Un lourd silence s'appesantit entre eux.

– C'est tout ce que vous savez, Desgrez ?

Le policier fit quelques pas à travers la pièce avant de répondre :

– Non !

Il mordillait le tuyau de sa pipe, le regard fixe. « Savoir ! » grommela-t-il entre les dents.

– Qu'y a-t-il ? Parlez ?

– Eh bien ! Voici : il y a... trois ans... ou un peu plus, j'ai reçu une visite. C'était un curé, un garçon aux yeux comme du plomb fondu dans un visage de bougie, de ceux-là qui n'ont que le souffle mais qui se mettent en tête de sauver le monde. Il s'est informé : « Était-ce bien le même personnage que ce Desgrez qui, en 1661, avait été nommé avocat dans le procès du comte de Peyrac ? » Il m'avait recherché en vain parmi mes collègues du Palais de Justice et il avait eu beaucoup de peine à me retrouver sous la défroque d'un sombre argousin. Après qu'il se fut bien assuré que j'étais l'ex-avocat Desgrez, il se nomma. C'était le père Antoine de l'ordre créé par Monsieur Vincent. Il avait été aumônier des prisons et à ce titre avait assisté le comte de Peyrac au bûcher.

Angélique revit brusquement la silhouette du petit prêtre assis devant l'âtre du bourreau, comme un grillon transi.

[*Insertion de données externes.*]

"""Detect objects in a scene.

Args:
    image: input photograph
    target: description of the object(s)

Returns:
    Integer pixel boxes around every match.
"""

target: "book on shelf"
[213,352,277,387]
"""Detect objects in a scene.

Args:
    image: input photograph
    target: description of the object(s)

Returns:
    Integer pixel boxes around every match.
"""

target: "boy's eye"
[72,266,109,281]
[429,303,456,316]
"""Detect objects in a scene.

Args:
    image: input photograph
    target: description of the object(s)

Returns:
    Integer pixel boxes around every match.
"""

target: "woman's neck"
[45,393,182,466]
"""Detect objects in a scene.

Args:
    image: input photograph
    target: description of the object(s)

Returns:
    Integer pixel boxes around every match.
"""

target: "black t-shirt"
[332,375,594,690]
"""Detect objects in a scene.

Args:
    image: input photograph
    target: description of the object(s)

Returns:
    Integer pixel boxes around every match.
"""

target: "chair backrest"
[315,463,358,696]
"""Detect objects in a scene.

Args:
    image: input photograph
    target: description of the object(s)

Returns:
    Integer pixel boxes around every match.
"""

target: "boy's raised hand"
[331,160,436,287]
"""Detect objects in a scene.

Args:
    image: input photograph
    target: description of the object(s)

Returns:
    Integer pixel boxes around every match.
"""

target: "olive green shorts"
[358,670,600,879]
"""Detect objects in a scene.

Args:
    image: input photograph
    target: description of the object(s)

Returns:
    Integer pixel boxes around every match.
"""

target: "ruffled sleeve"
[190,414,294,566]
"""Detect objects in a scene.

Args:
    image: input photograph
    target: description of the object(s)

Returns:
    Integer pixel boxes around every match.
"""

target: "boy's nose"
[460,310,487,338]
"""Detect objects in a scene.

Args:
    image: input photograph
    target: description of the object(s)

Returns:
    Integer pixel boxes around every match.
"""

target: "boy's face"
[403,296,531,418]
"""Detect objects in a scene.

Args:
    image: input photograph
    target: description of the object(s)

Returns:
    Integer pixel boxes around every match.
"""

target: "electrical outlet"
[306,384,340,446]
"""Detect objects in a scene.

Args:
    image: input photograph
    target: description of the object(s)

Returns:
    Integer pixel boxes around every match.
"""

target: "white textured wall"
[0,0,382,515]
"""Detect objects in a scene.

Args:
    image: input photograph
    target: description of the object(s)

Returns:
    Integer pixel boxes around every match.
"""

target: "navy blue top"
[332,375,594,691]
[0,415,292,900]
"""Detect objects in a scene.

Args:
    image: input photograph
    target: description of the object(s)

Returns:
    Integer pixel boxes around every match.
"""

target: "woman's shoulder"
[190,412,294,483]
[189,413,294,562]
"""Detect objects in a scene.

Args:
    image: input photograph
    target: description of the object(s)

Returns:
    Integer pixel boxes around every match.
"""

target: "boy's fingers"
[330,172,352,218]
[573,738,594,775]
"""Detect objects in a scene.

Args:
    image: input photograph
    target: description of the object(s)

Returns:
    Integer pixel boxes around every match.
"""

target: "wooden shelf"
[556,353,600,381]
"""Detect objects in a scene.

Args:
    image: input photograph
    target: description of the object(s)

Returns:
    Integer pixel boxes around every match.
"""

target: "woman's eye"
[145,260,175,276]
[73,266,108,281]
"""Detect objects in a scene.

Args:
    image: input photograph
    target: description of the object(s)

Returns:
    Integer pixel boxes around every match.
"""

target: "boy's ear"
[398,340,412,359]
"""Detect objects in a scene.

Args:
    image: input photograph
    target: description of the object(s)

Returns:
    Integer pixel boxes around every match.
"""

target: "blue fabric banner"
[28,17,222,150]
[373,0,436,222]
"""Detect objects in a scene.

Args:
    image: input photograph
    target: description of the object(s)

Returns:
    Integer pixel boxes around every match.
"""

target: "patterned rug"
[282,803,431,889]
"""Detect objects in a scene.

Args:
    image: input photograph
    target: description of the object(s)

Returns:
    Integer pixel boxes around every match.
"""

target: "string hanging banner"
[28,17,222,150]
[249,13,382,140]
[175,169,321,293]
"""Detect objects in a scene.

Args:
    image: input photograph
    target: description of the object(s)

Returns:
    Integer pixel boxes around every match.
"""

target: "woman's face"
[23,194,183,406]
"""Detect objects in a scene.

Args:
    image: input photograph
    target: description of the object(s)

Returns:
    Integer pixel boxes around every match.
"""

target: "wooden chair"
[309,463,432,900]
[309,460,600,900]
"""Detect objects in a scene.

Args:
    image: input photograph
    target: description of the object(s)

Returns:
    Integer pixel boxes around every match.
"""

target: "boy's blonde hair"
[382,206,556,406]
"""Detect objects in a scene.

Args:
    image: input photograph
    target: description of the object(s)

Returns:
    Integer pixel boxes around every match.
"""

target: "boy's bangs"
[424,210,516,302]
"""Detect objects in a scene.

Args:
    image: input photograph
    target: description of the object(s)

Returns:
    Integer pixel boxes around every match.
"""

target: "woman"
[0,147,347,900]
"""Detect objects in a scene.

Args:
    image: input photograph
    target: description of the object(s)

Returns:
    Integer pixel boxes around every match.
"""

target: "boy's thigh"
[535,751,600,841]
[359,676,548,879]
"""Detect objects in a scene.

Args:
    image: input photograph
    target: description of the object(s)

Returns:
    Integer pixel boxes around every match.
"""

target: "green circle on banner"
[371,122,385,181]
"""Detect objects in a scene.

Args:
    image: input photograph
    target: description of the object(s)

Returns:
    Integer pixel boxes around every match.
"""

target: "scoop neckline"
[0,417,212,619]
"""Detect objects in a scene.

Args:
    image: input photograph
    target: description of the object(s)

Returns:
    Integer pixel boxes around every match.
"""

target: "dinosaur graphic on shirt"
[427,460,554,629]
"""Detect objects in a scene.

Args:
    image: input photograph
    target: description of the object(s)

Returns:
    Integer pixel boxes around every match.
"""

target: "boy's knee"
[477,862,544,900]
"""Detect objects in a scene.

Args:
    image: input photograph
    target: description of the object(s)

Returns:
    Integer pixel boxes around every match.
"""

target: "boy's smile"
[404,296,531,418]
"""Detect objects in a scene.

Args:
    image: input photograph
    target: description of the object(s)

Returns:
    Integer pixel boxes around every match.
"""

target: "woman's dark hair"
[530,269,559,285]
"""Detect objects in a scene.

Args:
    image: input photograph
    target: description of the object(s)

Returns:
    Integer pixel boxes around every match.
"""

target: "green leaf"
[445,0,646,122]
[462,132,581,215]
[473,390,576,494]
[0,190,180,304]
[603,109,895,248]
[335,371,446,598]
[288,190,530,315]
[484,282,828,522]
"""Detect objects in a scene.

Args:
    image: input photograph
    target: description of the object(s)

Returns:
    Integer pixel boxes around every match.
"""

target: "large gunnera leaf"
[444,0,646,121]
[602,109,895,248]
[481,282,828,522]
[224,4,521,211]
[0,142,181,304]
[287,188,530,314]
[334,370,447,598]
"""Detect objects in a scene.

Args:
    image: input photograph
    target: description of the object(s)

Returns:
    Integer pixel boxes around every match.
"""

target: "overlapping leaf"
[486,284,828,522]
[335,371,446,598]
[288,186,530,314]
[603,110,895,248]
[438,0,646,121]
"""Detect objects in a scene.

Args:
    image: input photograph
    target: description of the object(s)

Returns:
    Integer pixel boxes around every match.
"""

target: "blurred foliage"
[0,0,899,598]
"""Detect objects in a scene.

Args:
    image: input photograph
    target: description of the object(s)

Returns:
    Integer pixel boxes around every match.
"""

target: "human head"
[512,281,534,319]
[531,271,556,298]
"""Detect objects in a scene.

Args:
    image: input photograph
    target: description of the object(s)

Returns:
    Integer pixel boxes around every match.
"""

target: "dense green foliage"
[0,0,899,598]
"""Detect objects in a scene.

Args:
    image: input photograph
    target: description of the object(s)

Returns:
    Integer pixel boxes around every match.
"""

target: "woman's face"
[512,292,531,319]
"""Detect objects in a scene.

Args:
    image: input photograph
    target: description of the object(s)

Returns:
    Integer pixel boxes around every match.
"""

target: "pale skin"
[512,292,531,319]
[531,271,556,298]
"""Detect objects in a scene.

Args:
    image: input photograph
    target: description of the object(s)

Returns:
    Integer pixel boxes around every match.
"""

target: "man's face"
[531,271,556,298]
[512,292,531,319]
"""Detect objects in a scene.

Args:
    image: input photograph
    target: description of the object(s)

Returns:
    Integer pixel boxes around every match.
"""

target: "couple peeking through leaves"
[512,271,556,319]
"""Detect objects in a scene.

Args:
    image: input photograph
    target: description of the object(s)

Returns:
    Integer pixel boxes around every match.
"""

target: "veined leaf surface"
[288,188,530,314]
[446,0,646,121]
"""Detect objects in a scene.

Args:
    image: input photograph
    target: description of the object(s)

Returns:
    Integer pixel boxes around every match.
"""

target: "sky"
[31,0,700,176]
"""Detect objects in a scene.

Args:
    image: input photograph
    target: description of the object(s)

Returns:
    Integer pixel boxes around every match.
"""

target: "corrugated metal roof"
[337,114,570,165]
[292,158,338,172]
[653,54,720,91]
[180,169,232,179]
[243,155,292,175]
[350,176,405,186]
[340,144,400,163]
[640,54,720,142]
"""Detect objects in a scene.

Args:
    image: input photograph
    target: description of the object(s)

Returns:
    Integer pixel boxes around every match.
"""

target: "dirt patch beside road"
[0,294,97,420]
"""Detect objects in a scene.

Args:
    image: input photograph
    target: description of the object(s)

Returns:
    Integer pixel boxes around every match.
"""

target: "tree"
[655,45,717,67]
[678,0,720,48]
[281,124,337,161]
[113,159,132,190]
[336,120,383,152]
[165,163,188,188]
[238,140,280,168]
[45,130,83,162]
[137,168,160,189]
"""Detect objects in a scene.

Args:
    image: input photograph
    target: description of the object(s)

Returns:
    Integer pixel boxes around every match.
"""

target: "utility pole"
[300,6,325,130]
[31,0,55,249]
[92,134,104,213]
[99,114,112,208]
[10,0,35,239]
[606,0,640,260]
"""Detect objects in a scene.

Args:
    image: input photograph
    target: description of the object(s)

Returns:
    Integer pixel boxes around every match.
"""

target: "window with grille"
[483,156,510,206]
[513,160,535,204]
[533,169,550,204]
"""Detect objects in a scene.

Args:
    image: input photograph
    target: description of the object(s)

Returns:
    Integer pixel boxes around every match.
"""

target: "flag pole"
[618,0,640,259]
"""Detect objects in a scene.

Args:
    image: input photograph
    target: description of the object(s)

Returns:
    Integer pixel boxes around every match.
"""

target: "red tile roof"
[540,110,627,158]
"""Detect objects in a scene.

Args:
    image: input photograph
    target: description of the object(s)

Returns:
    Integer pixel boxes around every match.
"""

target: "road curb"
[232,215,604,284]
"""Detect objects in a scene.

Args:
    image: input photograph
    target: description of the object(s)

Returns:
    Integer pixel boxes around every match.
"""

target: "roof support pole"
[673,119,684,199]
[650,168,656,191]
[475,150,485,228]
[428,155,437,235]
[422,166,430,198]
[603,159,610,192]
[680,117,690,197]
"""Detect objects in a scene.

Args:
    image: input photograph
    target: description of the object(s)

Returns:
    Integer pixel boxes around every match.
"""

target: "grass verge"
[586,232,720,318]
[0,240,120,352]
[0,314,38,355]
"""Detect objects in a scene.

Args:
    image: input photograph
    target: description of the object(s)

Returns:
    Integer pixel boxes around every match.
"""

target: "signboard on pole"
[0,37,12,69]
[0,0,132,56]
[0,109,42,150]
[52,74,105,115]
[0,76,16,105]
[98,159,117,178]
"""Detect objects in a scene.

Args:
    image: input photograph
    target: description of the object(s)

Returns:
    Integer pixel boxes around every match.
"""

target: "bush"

– Après beaucoup de circonlocutions, il me demanda si je savais ce qu'était devenue la femme du comte de Peyrac. Je lui dis que oui mais que j'aimerais savoir à mon tour qui s'intéressait à elle, une femme dont le nom même était oublié de tous. Il se troubla beaucoup. C'était lui-même, dit-il. Il avait souvent songé à cette malheureuse abandonnée, beaucoup prié pour elle et souhaitait que la vie lui eût été enfin clémente. Je ne sais pourquoi il y avait quelque chose dans ses protestations qui sonnait faux. Dans mon métier, on discerne à une nuance près les réticences. Cependant, je lui dis ce que je savais.

– Que lui avez-vous dit, Desgrez ?

– La vérité : Que vous vous étiez fort bien tirée de vos ennuis, que vous aviez épousé le marquis du Plessis-Bellière et que vous étiez, pour lors, une des femmes les plus enviées de la Cour de France. Chose curieuse, loin de le réjouir, ces nouvelles parurent l'atterrer. Peut-être craignait-il que votre âme ne se trouvât désormais en perdition car je lui laissai entendre que vous étiez sur le chemin de supplanter Mme de Montespan.